N° 668 | Le 5 juin 2003 | Jacques Trémintin | Critiques de livres (accès libre)
On assiste depuis quelques années à une véritable perte du sens du métier d’éducateur spécialisé. De la fonction centrale occupée par la question philosophique (quelle est la place de l’être humain dans le monde ?) on est arrivé à une étroite conception de technicien (l’avoir et le statut de l’individu dans la société). Les valeurs humanistes fondatrices de l’engagement initial ont été troquées pour la recherche de résultats rapides et immédiats, l’utile étant préféré à l’indispensable dans une logique de soumission au marché. S’insurgeant contre cette dérive, Philippe Gaberan s’empare ici du thème de la nature de la relation éducative et rétablit les lettres de noblesse d’une profession qui doute du bien fondé de son action.

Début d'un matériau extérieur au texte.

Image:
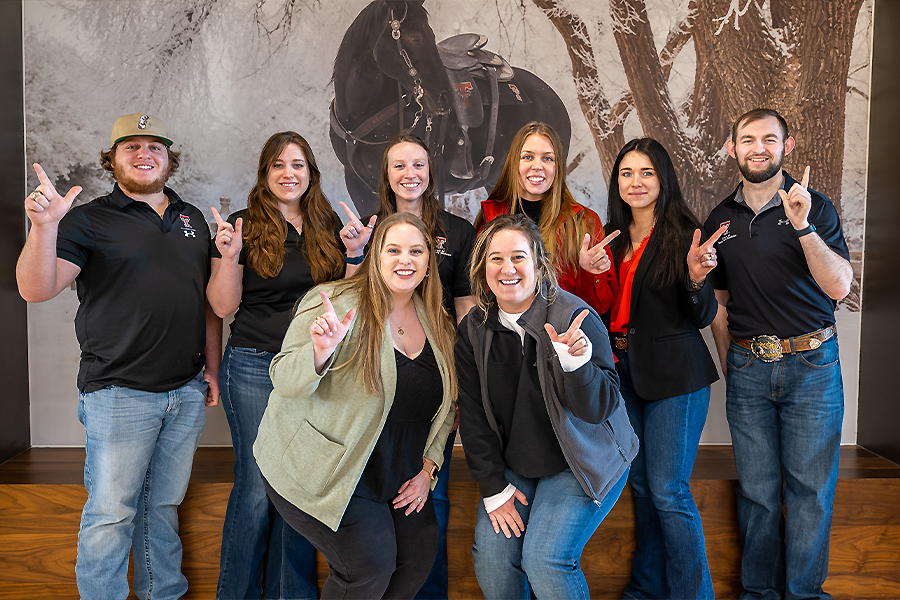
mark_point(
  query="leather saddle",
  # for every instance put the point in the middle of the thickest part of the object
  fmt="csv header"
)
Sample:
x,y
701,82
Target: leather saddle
x,y
466,62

Cinq vignettes cliniques courent tout au long du livre, éclairées page après page à l’aune de ce qu’est cette relation éducative. L’auteur commence par dénoncer ce qu’elle n’est pas : un processus de réparation ou de normalisation, une thérapie ou une action d’assimilation, une guérison ou une injonction à parler, la fabrication d’un éduqué par un éducateur ou la conformation à la demande d’autrui. En acceptant d’abandonner l’attitude de toute-puissance qu’implique la conviction qu’il pourrait décider pour l’autre, l’éducateur s’expose logiquement à la résistance de l’usager : « Il y a en toute créature une force intérieure lui permettant de revendiquer le fait d’être elle-même et pas seulement ce qu’un autre a voulu qu’elle soit » (p.123).
La relation éducative en est directement imprégnée : elle constitue un temps et un espace où une personne requise pour ses compétences accompagne une autre personne (enfant ou adulte) à passer du vivre à l’exister. Il s’agit de l’aider à s’accepter telle qu’elle est pour advenir à ce qu’elle veut devenir, de lui apprendre à faire ses propres choix au regard de ses capacités et à se transformer en actrice de sa propre vie, de favoriser l’appropriation de soi par soi. Étayer ce passage du paraître à l’être emprunte les voies de la confiance, du rétablissement de l’estime de soi et de l’accès à l’autonomie.
Et cela ne peut s’accomplir que si l’éducateur accepte le risque du transfert d’affects, son mode relationnel étant avant tout basé sur les liens d’attachement. La prise de distance ne se fait pas par l’évacuation des ressentis mais par leur transformation. Autre dimension essentielle, la relation éducative ne se joue pas dans le rapport de cause à effet : son efficacité n’est pas quelque chose qui se matérialise et s’offre immédiatement à la mesure. « Nul éducateur ne peut prédire l’influence de son art sur la personne confiée, et encore moins le devenir de celle-ci à partir du seul travail éducatif accompli » (p.16). Ce qui compte le plus pour le professionnel n’est pas tant le savoir-faire technique, mais la capacité de dégager l’autre de la dette en inscrivant la relation éducative dans le don.